Regionalwissenschaft beschäftigt sich mit der räumlichen Verteilung wirtschaftlicher und sozialer Aktivitäten, und insofern sie hier Gesetzmäßigkeiten sucht, liefert sie nicht nur geografische Beschreibungen, sondern auch Ansatzpunkte für Raumplanung und Regionalpolitik. Hier zeigen sich deutliche Unterschiede, die mit verschiedenen politischen Standpunkten verbunden sind. Historisch versteht sich die in den 1950er-Jahren entstehende regional science in erster Linie als ökonomische Wissenschaft, die, insofern sie an die neoklassische, nach Naturgesetzen suchende Ökonomie anknüpft, einen stark naturalisierenden Charakter hat (Hans-Dieter von Frieling). Im Rückgriff auf Thünen und Christaller stellen diese älteren Theorien ökonomisch ideale Muster der Raumnutzung vor, in denen stabile Zentrum-Peripherie-Verteilungen und ein Netz aus Zentren und Achsen den Erdboden flächendeckend erschließen. Solche, empirisch nur bedingt auffindbaren, Muster waren für die Raumplanung insbesondere in der Bundesrepublik Deutschland lange Zeit handlungsanleitend. Spätestens in den 1980er und 90er-Jahren, als eine wirtschaftlich sehr unterschiedliche Regionalentwicklung deutlich geworden ist, verändert sich auch die Theoriebildung. Im Gegensatz zu den älteren neoklassischen Strängen, an die sie anschließt, geht die new economic geography nun von Ungleichheiten in der räumlichen Entwicklung aus, die insbesondere durch Rückkoppelung entstehen und die sie als natürliche Effekte beschreibt.

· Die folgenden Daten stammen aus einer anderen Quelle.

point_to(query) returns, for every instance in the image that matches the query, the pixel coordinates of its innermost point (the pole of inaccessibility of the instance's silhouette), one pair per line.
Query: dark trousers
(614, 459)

Eine kritische Regionalwissenschaft richtet sich insbesondere gegen diese neoliberale, räumliche Unterschiede legitimierende Lesart, wie überhaupt gegen den Versuch, räumliche Entwicklung quasi naturwissenschaftlich zu beschreiben. Sie beinhaltet demgegenüber Theoriestränge, die die Herstellung von Raum als gesellschaftliche und historisch unterschiedliche Praxis begreifen. Zu diesen zählen sowohl die radical geography als auch Polarisations- und Regulationstheorien, denen der Band in erster Linie gewidmet ist. Die radical geography schließt an Marx an, der selbst allerdings keine explizite Raumtheorie ausgearbeitet, aber dazu wesentliche Aussagen getroffen hat (Wolfgang Krumbein): Das Kapital wird von Marx als globalisierende Kraft verstanden, die danach strebt, Schranken, etwa geografische, zu überwinden und sich auszubreiten. Dabei findet jedoch keine Homogenisierung statt, sondern der Raum wird arbeitsteilig aufgeteilt; Verkehrsnetze schaffen ungleiche Bedingungen, die den Regionen im Akkumulationsprozess unterschiedliche Rollen zuteilen. In diesem Prozess wird kein stabiles Gleichgewicht erreicht, wie die (neo-)klassische Ökonomie meint, im Gegenteil sind wiederkehrend­e Akkumulationskrisen vorprogrammiert, die auch die regionale Entwicklung betreffen. David Harvey, einer der zentralen Vertreter der radical geography, beschreibt den Akkumulationsprozess insofern als geprägt durch die Spannung zwischen Fixiertheit und Bewegung (Bernd Belina; Markus Wissen/Matthias Naumann): Das in Infrastrukturen und Immobilien investierte Kapital strebt nach Stabilität, die etwa durch Aufwertungsprozesse von Regionen hergestellt werden soll. Sinkende Profitraten führen zu geografischer Expansion und Restrukturierungen, was Harvey unter dem Begriff spatial fix fasst, der räumliche „Reparatur“ bezeichnet, und damit zu einer ungleichen räumlichen Entwicklung führt.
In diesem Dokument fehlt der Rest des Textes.